Abstract:
Status gizi merupakan kondisi kesehatan tubuh seseorang yang dipengaruhi oleh konsumsi makanan dan pemanfaatan zat gizi oleh tubuh. Program Makan Bergizi Gratis (MBG) merupakan salah satu upaya pemerintah dalam meningkatkan kualitas gizi balita melalui pemberian makanan bergizi secara rutin. Status gizi balita dipengaruhi oleh berbagai faktor, salah satunya kecukupan asupan gizi. Penelitian ini bertujuan untuk mengetahui hubungan tingkat pemberian Makan Bergizi Gratis (MBG) dengan status gizi balita di Desa Cukangkawung, Kecamatan Sodonghilir, Kabupaten Tasikmalaya. Desain penelitian menggunakan observasional analitik dengan metode cross-sectional pada bulan Mei–Juni 2026. Populasi penelitian adalah balita di Desa Cukangkawung dengan sampel sebanyak 90 balita. Analisis menggunakan uji Chi-square dengan program SPSS. Instrumen penelitian berupa kuesioner, buku KIA, dan alat antropometri.
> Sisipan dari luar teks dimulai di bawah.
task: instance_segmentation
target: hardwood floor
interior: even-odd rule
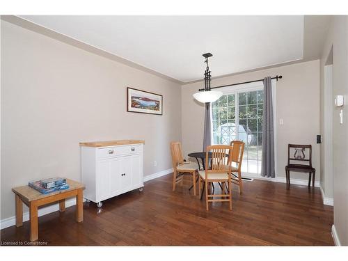
[[[268,246],[333,245],[333,207],[324,205],[319,188],[253,180],[234,187],[232,210],[215,203],[205,210],[184,186],[171,190],[171,175],[137,190],[84,205],[84,221],[74,221],[75,207],[39,218],[39,242],[53,245]],[[219,191],[215,186],[216,193]],[[28,242],[29,223],[1,231],[3,242]]]

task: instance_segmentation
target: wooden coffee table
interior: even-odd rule
[[[38,208],[43,205],[56,201],[59,202],[59,210],[65,210],[65,199],[76,197],[76,221],[84,221],[83,190],[84,186],[76,181],[67,179],[69,189],[48,194],[42,194],[29,186],[22,186],[12,189],[16,196],[16,226],[23,225],[23,204],[29,207],[30,212],[30,241],[38,239]]]

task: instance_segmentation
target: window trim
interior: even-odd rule
[[[276,114],[276,81],[275,79],[271,80],[272,83],[272,104],[273,104],[273,115],[274,115],[274,168],[275,168],[275,174],[276,178],[277,177],[277,114]],[[253,83],[241,84],[239,86],[226,86],[223,87],[220,89],[220,90],[223,93],[223,95],[227,95],[230,94],[238,94],[239,93],[246,93],[250,91],[255,91],[263,89],[263,83],[262,81],[255,81]],[[236,116],[235,116],[235,121],[239,122],[239,106],[236,104],[238,104],[238,95],[235,95],[235,106],[236,109]],[[237,103],[238,102],[238,103]],[[213,131],[213,118],[212,118],[212,104],[210,105],[210,122],[211,122],[211,144],[214,144],[214,131]],[[260,175],[260,173],[251,173],[248,172],[242,172],[242,175],[244,177],[263,177]]]

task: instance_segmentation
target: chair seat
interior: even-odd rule
[[[315,168],[308,165],[302,165],[302,164],[289,164],[286,167],[287,169],[294,169],[299,171],[315,171]]]
[[[184,163],[176,167],[177,171],[193,171],[198,169],[198,164],[194,162]]]
[[[205,180],[205,171],[199,171],[199,175],[204,180]],[[214,173],[214,172],[208,172],[208,180],[228,180],[228,174],[223,173]]]

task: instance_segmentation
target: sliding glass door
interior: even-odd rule
[[[214,144],[245,143],[242,172],[260,173],[262,143],[263,88],[226,92],[212,104]]]

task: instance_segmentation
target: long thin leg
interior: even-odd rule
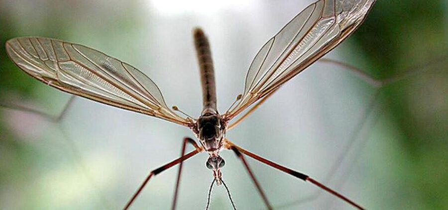
[[[268,209],[271,210],[272,209],[272,207],[271,206],[271,204],[269,203],[269,202],[267,200],[267,197],[266,197],[266,195],[264,194],[264,192],[263,191],[263,189],[261,188],[261,186],[258,183],[258,182],[257,181],[257,179],[255,178],[255,176],[253,175],[253,173],[252,172],[252,170],[250,170],[250,167],[249,167],[249,164],[247,164],[247,162],[246,162],[246,159],[244,158],[244,157],[242,156],[239,151],[238,151],[238,148],[237,148],[235,146],[231,146],[230,149],[233,151],[235,152],[235,154],[236,155],[236,156],[241,160],[241,162],[243,163],[243,165],[244,166],[244,168],[246,168],[246,171],[247,171],[247,173],[249,174],[249,175],[250,176],[250,178],[252,179],[252,181],[253,181],[253,184],[255,184],[255,187],[257,188],[257,190],[258,191],[258,193],[260,193],[260,196],[261,196],[261,198],[263,199],[263,201],[264,202],[264,204],[266,205],[266,207],[267,207]]]
[[[188,142],[189,142],[188,140],[184,140],[184,145],[185,145],[185,144],[187,144],[187,143],[188,143]],[[183,147],[184,146],[182,146]],[[149,174],[148,175],[148,176],[146,177],[146,178],[143,181],[143,183],[142,183],[141,185],[140,185],[140,187],[138,188],[138,189],[137,190],[137,191],[135,192],[135,193],[134,194],[134,195],[132,196],[132,197],[129,200],[129,201],[127,202],[127,203],[126,204],[126,206],[124,207],[124,209],[127,210],[127,209],[129,209],[129,207],[130,207],[131,205],[132,204],[132,203],[134,202],[134,201],[135,200],[135,199],[137,198],[137,197],[138,196],[138,195],[140,194],[140,193],[141,192],[142,190],[143,190],[143,188],[145,187],[145,186],[146,185],[146,184],[148,183],[148,182],[149,181],[149,179],[151,179],[151,177],[152,177],[153,176],[156,176],[157,174],[159,174],[160,173],[162,173],[162,172],[164,171],[165,170],[166,170],[173,166],[174,166],[176,165],[177,165],[180,163],[182,163],[185,160],[187,160],[187,159],[190,158],[194,156],[195,155],[199,153],[199,152],[201,151],[201,150],[200,150],[200,149],[198,150],[197,148],[197,149],[195,149],[194,151],[190,152],[189,153],[188,153],[185,155],[184,155],[184,156],[183,156],[178,159],[176,159],[176,160],[174,160],[165,165],[164,165],[163,166],[162,166],[155,170],[151,171],[151,172],[149,173]]]
[[[290,174],[291,175],[294,176],[295,176],[299,179],[300,179],[303,181],[305,181],[306,182],[309,182],[311,183],[313,183],[313,184],[319,187],[321,189],[322,189],[330,193],[330,194],[333,195],[334,196],[336,196],[336,197],[345,201],[347,203],[353,206],[354,207],[357,208],[358,209],[364,210],[364,208],[361,207],[359,205],[353,202],[350,199],[348,199],[345,196],[342,196],[342,195],[339,194],[338,193],[337,193],[337,192],[329,188],[328,187],[325,186],[325,185],[320,183],[319,182],[317,182],[317,181],[315,180],[314,179],[310,178],[308,175],[306,175],[302,174],[300,172],[294,171],[293,170],[289,169],[284,166],[281,166],[275,163],[274,163],[273,162],[272,162],[271,161],[269,161],[268,160],[264,159],[261,157],[260,157],[257,155],[255,155],[255,154],[253,154],[250,152],[246,151],[246,150],[241,148],[241,147],[239,147],[236,145],[235,145],[234,144],[233,144],[233,143],[230,142],[229,141],[228,141],[227,139],[226,139],[225,143],[227,144],[227,148],[229,149],[236,149],[238,151],[240,152],[241,153],[242,153],[246,155],[247,155],[248,156],[256,160],[258,160],[258,161],[260,161],[263,163],[264,163],[265,164],[266,164],[271,167],[275,168],[277,169],[278,169],[280,171],[283,171],[285,173],[286,173],[288,174]],[[234,148],[234,149],[233,149],[233,148]]]
[[[234,122],[232,123],[232,124],[230,124],[230,125],[229,125],[228,127],[227,127],[227,130],[231,130],[232,128],[235,127],[235,126],[236,126],[238,124],[239,124],[240,122],[242,121],[242,120],[243,120],[244,119],[245,119],[246,117],[247,117],[248,116],[250,115],[250,114],[251,114],[252,112],[253,112],[254,111],[255,111],[255,109],[256,109],[259,106],[263,104],[263,103],[264,103],[264,102],[265,102],[266,100],[267,100],[268,99],[269,99],[269,97],[270,97],[271,96],[272,96],[273,94],[274,94],[274,93],[277,92],[277,90],[278,90],[278,88],[277,88],[274,91],[272,91],[271,93],[270,93],[269,94],[268,94],[265,97],[264,97],[263,99],[261,99],[261,100],[260,100],[259,102],[258,102],[258,103],[255,104],[255,105],[254,105],[253,106],[252,106],[252,107],[251,107],[250,109],[249,109],[248,111],[247,111],[247,112],[245,113],[244,115],[243,115],[240,117],[238,118],[238,119],[237,119],[236,121],[235,121]]]
[[[351,73],[354,74],[355,75],[359,77],[361,80],[373,86],[373,87],[375,88],[381,88],[384,86],[399,81],[410,76],[420,73],[425,70],[425,67],[428,67],[437,64],[441,63],[443,62],[446,61],[447,58],[448,58],[448,55],[442,56],[439,58],[437,58],[434,60],[432,60],[423,65],[413,66],[411,68],[407,68],[404,71],[400,71],[401,72],[403,72],[402,74],[399,74],[396,75],[394,75],[392,77],[382,79],[376,79],[372,77],[372,76],[370,76],[365,73],[363,71],[360,69],[359,68],[356,68],[350,64],[341,61],[336,61],[336,60],[324,58],[318,60],[317,61],[316,61],[316,63],[328,63],[339,66],[343,68],[344,70],[350,71]],[[255,105],[252,106],[252,107],[251,107],[250,109],[247,111],[247,112],[245,113],[244,114],[238,118],[238,119],[237,119],[236,121],[230,124],[227,127],[227,130],[229,130],[239,124],[239,123],[242,121],[248,116],[253,112],[253,111],[255,111],[255,109],[258,108],[260,105],[261,105],[263,103],[264,103],[264,102],[266,101],[266,100],[267,100],[271,96],[272,96],[272,94],[274,94],[274,93],[278,90],[278,89],[279,89],[278,88],[277,90],[272,91],[270,94],[264,97],[261,100],[260,100],[259,102],[258,102]]]
[[[64,106],[64,108],[62,109],[62,111],[61,111],[59,114],[56,116],[53,116],[47,113],[44,112],[42,111],[28,108],[19,105],[14,105],[1,101],[0,101],[0,107],[2,107],[3,108],[8,108],[9,109],[17,110],[19,111],[31,113],[33,114],[38,115],[44,119],[45,119],[49,121],[52,122],[58,122],[64,119],[64,117],[67,114],[67,113],[68,112],[68,110],[71,107],[72,104],[73,103],[73,102],[75,101],[75,99],[76,98],[76,97],[75,96],[73,95],[70,97],[70,98],[67,102],[67,104]]]
[[[184,138],[184,144],[182,145],[182,150],[181,152],[181,157],[185,155],[185,149],[187,147],[187,143],[190,143],[196,148],[196,150],[201,151],[201,148],[198,146],[198,144],[191,138],[186,137]],[[173,197],[173,204],[171,205],[171,209],[174,210],[176,209],[176,204],[177,201],[177,193],[179,191],[179,185],[180,183],[181,173],[182,172],[182,166],[184,164],[184,161],[182,161],[179,164],[179,171],[177,172],[177,179],[176,181],[176,188],[174,190],[174,196]]]

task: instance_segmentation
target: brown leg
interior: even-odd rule
[[[190,142],[190,141],[189,141],[188,139],[189,139],[189,138],[186,138],[184,140],[184,143],[183,145],[182,146],[183,150],[183,149],[185,147],[185,145],[187,143],[191,143]],[[140,194],[140,192],[141,192],[142,190],[143,190],[143,188],[145,187],[145,186],[146,185],[146,184],[148,183],[149,179],[151,179],[151,177],[152,177],[153,176],[156,176],[157,174],[159,174],[160,173],[164,171],[165,170],[173,166],[174,166],[176,165],[181,163],[185,160],[187,160],[187,159],[190,158],[194,156],[195,155],[199,153],[199,152],[201,151],[201,148],[199,147],[197,147],[197,145],[195,145],[195,144],[195,144],[193,144],[193,146],[195,146],[195,147],[196,147],[196,149],[195,149],[195,150],[190,152],[185,155],[183,155],[181,157],[176,159],[176,160],[174,160],[165,165],[164,165],[163,166],[160,167],[154,170],[151,171],[151,172],[149,173],[149,175],[148,175],[148,176],[146,177],[146,179],[145,179],[143,183],[142,183],[140,186],[140,187],[138,188],[138,189],[137,190],[137,191],[134,194],[134,195],[132,196],[132,197],[129,200],[127,203],[126,204],[126,206],[124,207],[124,208],[123,209],[127,210],[129,209],[129,207],[130,207],[131,205],[132,204],[132,203],[134,202],[134,201],[135,201],[135,199],[137,198],[137,197],[138,196],[138,195]]]
[[[196,150],[201,151],[201,148],[198,146],[198,144],[191,138],[186,137],[184,138],[184,144],[182,145],[182,150],[181,152],[181,157],[183,157],[185,154],[185,148],[187,147],[187,142],[190,143],[196,148]],[[174,189],[174,196],[173,197],[173,204],[171,205],[171,209],[174,210],[176,209],[176,204],[177,201],[177,193],[179,191],[179,185],[180,183],[181,173],[182,172],[182,165],[184,161],[182,161],[179,164],[179,171],[177,172],[177,179],[176,181],[176,188]]]
[[[266,164],[271,167],[272,167],[273,168],[277,169],[280,171],[282,171],[285,173],[286,173],[287,174],[294,176],[295,176],[299,179],[300,179],[303,181],[305,181],[306,182],[308,182],[311,183],[313,184],[314,185],[319,187],[322,190],[324,190],[330,193],[330,194],[333,195],[334,196],[336,196],[336,197],[345,201],[346,202],[348,203],[348,204],[349,204],[350,205],[352,206],[353,207],[355,207],[357,209],[359,209],[359,210],[364,210],[364,208],[361,207],[359,205],[355,203],[354,202],[353,202],[351,200],[348,199],[345,196],[342,196],[342,195],[339,194],[338,193],[329,188],[327,186],[325,186],[325,185],[318,182],[317,181],[310,178],[308,175],[306,175],[302,174],[300,172],[293,170],[292,169],[289,169],[284,166],[281,166],[281,165],[278,165],[273,162],[272,162],[271,161],[269,161],[268,160],[264,159],[261,157],[260,157],[257,155],[255,155],[255,154],[253,154],[250,152],[245,150],[244,149],[241,148],[241,147],[239,147],[236,145],[235,145],[234,144],[233,144],[232,143],[230,142],[228,140],[226,140],[226,143],[227,144],[227,145],[228,145],[227,148],[228,148],[230,149],[234,150],[234,150],[236,149],[236,150],[238,150],[238,151],[240,152],[241,153],[243,153],[246,155],[247,155],[248,156],[250,157],[251,157],[256,160],[258,160],[258,161],[260,161],[263,163],[264,163],[265,164]]]
[[[231,124],[230,124],[230,125],[229,125],[228,127],[227,127],[227,130],[231,130],[232,128],[235,127],[235,126],[236,126],[238,124],[239,124],[240,122],[242,121],[242,120],[243,120],[244,119],[245,119],[246,117],[247,117],[248,116],[250,115],[250,114],[251,114],[252,112],[253,112],[254,111],[255,111],[255,109],[256,109],[259,106],[263,104],[263,103],[264,103],[264,102],[265,102],[266,100],[267,100],[268,99],[269,99],[269,97],[270,97],[271,96],[272,96],[273,94],[274,94],[274,93],[277,92],[277,90],[278,90],[278,88],[276,90],[274,90],[274,91],[272,91],[272,92],[271,92],[267,95],[266,95],[265,97],[263,97],[263,99],[261,99],[261,100],[260,100],[259,102],[257,102],[257,104],[256,104],[255,105],[253,105],[253,106],[252,106],[252,107],[251,107],[250,109],[249,109],[248,111],[247,111],[247,112],[245,113],[244,114],[243,114],[242,116],[241,116],[241,117],[239,117],[239,118],[238,118],[238,119],[236,120],[236,121],[235,121],[233,122],[233,123],[232,123]]]
[[[244,165],[244,168],[245,168],[246,169],[246,171],[247,171],[247,173],[248,173],[249,175],[250,176],[250,178],[252,179],[252,181],[253,181],[253,184],[255,184],[255,187],[256,187],[257,190],[258,191],[258,193],[260,193],[260,196],[261,196],[261,198],[263,199],[263,201],[264,202],[264,204],[266,205],[266,207],[268,208],[268,210],[272,210],[272,207],[271,206],[271,204],[269,204],[269,202],[268,201],[267,198],[264,194],[264,192],[263,191],[263,189],[261,189],[261,186],[258,183],[258,182],[255,178],[255,176],[254,176],[253,173],[252,173],[252,170],[250,170],[250,168],[249,167],[249,164],[248,164],[247,162],[246,162],[246,159],[244,158],[244,157],[242,156],[240,152],[239,152],[238,148],[237,148],[235,146],[231,146],[230,148],[235,152],[235,154],[236,154],[238,158],[239,158],[240,160],[241,160],[241,162],[242,162],[243,165]]]
[[[44,119],[45,119],[50,122],[58,122],[62,120],[64,118],[64,117],[65,116],[68,110],[69,110],[69,109],[70,109],[70,107],[71,106],[72,104],[73,104],[73,101],[75,101],[75,99],[76,98],[76,97],[75,96],[72,96],[67,102],[67,104],[66,104],[65,106],[64,106],[64,108],[62,109],[62,111],[61,111],[61,113],[60,113],[57,116],[53,116],[48,114],[47,113],[42,112],[42,111],[28,108],[25,106],[21,106],[20,105],[13,105],[1,101],[0,101],[0,107],[2,107],[3,108],[17,110],[19,111],[24,111],[26,112],[31,113],[33,114],[36,114],[38,116],[39,116],[43,118]]]
[[[380,88],[384,86],[399,81],[410,76],[420,73],[423,72],[426,68],[426,67],[435,65],[436,64],[440,64],[443,62],[446,61],[447,58],[448,58],[448,55],[446,55],[443,56],[441,56],[439,58],[437,58],[434,60],[430,61],[428,63],[426,63],[423,65],[414,66],[403,71],[400,71],[400,72],[403,72],[402,74],[399,74],[397,75],[394,75],[392,77],[382,79],[376,79],[365,73],[364,71],[362,71],[359,68],[356,68],[350,64],[341,61],[336,61],[336,60],[323,58],[318,60],[317,61],[316,61],[316,63],[328,63],[340,66],[343,68],[344,70],[350,71],[352,73],[354,74],[355,75],[359,77],[361,80],[373,86],[373,87],[376,88]],[[261,105],[263,103],[264,103],[264,102],[266,101],[266,100],[267,100],[271,96],[272,96],[272,94],[277,92],[278,90],[278,89],[274,90],[274,91],[272,91],[268,95],[263,97],[263,99],[262,99],[259,102],[258,102],[255,105],[252,106],[252,107],[251,107],[250,109],[247,111],[247,112],[245,113],[244,114],[238,118],[238,119],[237,119],[236,121],[230,124],[227,127],[227,130],[230,130],[230,129],[235,127],[235,126],[237,125],[238,124],[239,124],[239,123],[242,121],[248,116],[253,112],[253,111],[255,111],[255,109],[256,109],[258,107],[260,106],[260,105]]]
Hasil analisis bivariat dengan uji Chi-square menunjukkan adanya hubungan yang signifikan antara tingkat pemberian MBG dengan status gizi balita (p<0,000; p<0,05). Nilai Cramer's V sebesar 0,687 menunjukkan kekuatan hubungan dalam kategori kuat. Kesimpulan penelitian ini menunjukkan terdapat hubungan yang signifikan antara tingkat pemberian MBG dengan status gizi balita di Desa Cukangkawung. Semakin baik tingkat pemberian MBG yang diterima balita, semakin besar kecenderungan balita memiliki status gizi normal. Oleh karena itu, pelaksanaan program MBG perlu terus dioptimalkan serta didukung peran aktif keluarga dalam menerapkan pola makan bergizi seimbang dan pemantauan pertumbuhan balita secara rutin.
Kata Kunci: Balita, Makan Bergizi Gratis (MBG), status gizi.